Low-fidelity manikins are task trainers, these are the manikins that lie in beds and allow students to practice dressing changes or giving patients baths. Partial task trainers are often models of limbs such as arms and are used to practice drawing blood or starting an IV.
With regards to moderate-fidelity manikins, students are able listen to the “patient’s” lungs and heart beat, but the manikin’s chest does not move.
The most advance and most frequently used are the high fidelity manikins, these manikins are as realistically close to a human patient as possible.
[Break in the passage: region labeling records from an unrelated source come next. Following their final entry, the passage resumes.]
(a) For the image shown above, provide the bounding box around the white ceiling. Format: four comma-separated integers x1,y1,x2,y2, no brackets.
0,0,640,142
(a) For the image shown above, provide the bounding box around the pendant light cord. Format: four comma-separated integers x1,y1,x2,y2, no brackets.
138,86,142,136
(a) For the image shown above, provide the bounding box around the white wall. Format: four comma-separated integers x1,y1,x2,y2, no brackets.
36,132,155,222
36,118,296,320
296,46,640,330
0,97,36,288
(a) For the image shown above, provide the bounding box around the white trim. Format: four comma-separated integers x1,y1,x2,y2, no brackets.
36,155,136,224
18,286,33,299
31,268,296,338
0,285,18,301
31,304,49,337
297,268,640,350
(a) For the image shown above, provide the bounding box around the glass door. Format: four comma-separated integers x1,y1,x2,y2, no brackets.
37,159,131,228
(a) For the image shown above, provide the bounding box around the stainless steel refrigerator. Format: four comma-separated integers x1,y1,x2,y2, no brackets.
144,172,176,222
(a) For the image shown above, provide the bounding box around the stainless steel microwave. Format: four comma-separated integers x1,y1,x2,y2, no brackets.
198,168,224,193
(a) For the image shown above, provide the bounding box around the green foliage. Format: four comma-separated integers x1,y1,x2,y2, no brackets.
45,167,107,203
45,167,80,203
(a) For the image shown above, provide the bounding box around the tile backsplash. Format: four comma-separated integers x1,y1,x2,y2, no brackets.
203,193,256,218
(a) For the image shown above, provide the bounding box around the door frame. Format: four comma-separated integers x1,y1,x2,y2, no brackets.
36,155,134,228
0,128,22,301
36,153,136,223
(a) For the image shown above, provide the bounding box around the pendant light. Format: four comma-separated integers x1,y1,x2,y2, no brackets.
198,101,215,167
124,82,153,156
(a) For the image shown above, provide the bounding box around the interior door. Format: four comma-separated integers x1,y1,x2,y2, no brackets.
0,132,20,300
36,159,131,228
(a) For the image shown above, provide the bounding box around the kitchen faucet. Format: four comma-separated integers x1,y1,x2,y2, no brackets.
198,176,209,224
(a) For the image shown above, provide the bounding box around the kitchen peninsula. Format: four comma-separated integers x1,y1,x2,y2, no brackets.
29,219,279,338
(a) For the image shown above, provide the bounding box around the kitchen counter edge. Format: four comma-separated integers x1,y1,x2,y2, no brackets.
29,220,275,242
“(T)hey can blink, if you shine a light in their eyes, their pupil will react. They talk. They come with some pre-programmed stuff like, ‘it really hurts’ or, ‘I don’t feel good.’ But we also have the ability to speak for the manikin and it comes out of the manikin’s mouth. So for instance, to make it feel more real, I might play a part of the patient’s voice,” Shpakoff said.
Aside from that, the high-fidelity simulators have the capability to cry, sweat, bleed, foam at the mouth, have seizures or swell up its tongue just like a human. It has also programmed with drug recognition technology which allows teachers and students to read via computer how much medication is being given through an IV and how fast or slow it’s being given.
“We’re able to tell them based on the computer if they’re doing their chest compressions right, if they’re bag masking properly. It tells them everything. So not only are they going through it but they’re going through it and getting immediate feedback on if they’re doing it right or not,” said Karen Wykowski, graduate teaching assistant who teaches in the lab. “Everything they’re (students are) doing, other than it being on a live person, is real.”
According to the research, simulation is a useful teaching methodology. It has the ability to enhance active student learning and to move nurse educators beyond the traditional role of educator. Aside from that it can facilitate students in becoming more active participants in their own learning and can provide the vehicle to connect theory and the practice environment.